The surge in foreign selling of gilt-edged bonds and short-term UK Treasury bills is also reinforcing growing fears over the effectiveness of the Bank of England’s controversial quantitative easing (QE) scheme to pump newly created money through the economy.
Bank of England figures released on Monday highlighted record overseas sales of UK government debt during the three months from March to May.
Foreign investors dumped a total of £22 billion in their holdings of UK gilts and Treasury bills, mainly selling these to the Bank itself, through its QE scheme.
In May alone, foreign institutions sold £3 billion in Treasury bills and £900 million in gilts. In March there were record net overseas disposals of gilts worth £7 billion; in April, selling reached a record £10.9 billion.
With the Bank expected to wind up its huge purchases of gilts under QE in the next few months, some economists fear that, without this vast £125 billion asset-buying drive, the scale of foreign dumping of government debt signals that the Treasury might struggle to meet its future funding needs through finding enough buyers for fresh gilt issues.
Michael Saunders, of Citigroup, said that the Treasury could be forced to make gilts appear better value by paying out more in interest to “tempt back foreign investors, without whom the funding arithmetic looks impossible to meet”. He added: “The gap left by foreign net sales of UK public sector debt is being filled at present by the Bank of England.

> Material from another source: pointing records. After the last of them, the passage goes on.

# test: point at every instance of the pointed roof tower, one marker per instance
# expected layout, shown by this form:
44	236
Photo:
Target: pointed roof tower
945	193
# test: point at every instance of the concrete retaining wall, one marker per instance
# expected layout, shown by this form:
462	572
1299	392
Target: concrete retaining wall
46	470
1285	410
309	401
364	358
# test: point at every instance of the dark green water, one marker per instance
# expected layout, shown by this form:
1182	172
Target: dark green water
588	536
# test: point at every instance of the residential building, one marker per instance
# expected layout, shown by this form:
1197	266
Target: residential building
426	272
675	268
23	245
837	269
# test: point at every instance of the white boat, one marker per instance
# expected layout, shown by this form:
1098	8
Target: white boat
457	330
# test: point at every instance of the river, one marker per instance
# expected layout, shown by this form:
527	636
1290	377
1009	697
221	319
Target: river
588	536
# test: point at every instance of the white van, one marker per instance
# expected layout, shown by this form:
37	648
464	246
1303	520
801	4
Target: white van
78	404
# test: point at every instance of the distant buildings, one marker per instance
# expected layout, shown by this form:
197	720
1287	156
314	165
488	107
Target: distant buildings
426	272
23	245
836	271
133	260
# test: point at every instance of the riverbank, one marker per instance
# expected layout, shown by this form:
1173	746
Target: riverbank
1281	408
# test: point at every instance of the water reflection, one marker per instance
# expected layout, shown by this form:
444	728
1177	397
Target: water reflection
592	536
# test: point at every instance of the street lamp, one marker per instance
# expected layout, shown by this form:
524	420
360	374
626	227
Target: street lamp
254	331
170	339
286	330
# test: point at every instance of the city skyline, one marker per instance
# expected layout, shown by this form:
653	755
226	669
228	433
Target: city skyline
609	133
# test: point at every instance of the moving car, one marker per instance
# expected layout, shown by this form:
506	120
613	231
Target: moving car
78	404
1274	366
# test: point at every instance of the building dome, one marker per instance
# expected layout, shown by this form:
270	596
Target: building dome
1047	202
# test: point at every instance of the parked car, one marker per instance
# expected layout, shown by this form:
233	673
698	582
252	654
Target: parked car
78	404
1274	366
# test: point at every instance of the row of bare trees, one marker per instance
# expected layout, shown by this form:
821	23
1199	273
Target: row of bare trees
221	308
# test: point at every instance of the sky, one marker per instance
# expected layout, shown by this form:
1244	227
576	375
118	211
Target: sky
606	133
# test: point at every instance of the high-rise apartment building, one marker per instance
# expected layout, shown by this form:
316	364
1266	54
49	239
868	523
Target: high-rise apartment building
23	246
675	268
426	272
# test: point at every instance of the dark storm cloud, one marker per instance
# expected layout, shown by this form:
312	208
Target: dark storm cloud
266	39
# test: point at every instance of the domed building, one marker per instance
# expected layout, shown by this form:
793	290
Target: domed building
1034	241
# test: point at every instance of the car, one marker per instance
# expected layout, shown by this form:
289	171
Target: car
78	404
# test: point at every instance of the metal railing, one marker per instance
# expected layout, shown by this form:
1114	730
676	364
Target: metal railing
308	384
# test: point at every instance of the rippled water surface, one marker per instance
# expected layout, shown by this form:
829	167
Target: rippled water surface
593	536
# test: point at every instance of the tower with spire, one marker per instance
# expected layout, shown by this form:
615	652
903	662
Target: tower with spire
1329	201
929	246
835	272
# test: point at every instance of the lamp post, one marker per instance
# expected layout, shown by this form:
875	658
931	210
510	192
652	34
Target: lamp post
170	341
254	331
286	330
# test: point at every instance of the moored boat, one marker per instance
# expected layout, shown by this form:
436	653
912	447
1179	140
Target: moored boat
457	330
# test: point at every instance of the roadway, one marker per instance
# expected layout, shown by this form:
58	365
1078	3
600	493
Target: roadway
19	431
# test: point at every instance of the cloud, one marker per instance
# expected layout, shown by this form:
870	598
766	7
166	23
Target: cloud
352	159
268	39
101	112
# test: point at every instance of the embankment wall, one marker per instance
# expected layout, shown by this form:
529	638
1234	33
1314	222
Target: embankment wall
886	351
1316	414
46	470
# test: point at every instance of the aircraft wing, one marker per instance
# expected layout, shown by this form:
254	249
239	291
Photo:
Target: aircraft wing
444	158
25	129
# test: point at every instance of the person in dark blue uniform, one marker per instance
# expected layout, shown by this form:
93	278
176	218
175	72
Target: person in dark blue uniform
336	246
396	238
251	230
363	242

But the Bank’s gilt-buying programme is likely to end soon.”
Those concerns come as the Organisation for Economic Co-operation and Development called yesterday for “more explicit” spending cuts and tax increases to curb Britain’s vast budget deficit, which it expects to reach 14 per cent of GDP in 2010-11. That implies £30 billion more borrowing than Alistair Darling, the Chancellor, has already factored into Treasury forecasts.
Mr Saunders and other analysts also believe that, with foreign investors exploiting the Bank’s asset-buying under QE as an easy route to sell part of their gilt holdings, this, in turn, is undermining the effectiveness of the radical measures that are aimed at jump-starting the economy.
The Bank’s intention is that the newly created money it uses to buy up assets under the QE plan should flow into the economy through various channels, yet much of the beneficial effects may be lost if the funds flow overseas, instead.
The Bank insists that this damage is offset, since the flow of funds abroad weakens the pound, giving a boost to British competitiveness. Analysts think that QE’s impact is undercut.
Mr Saunders argued: “The effectiveness of QE in lifting core money growth surely has been diluted to a considerable extent by the heavy bias [by the Bank] to buying gilts off foreign investors, and UK banks, rather than the UK non-bank private sector.”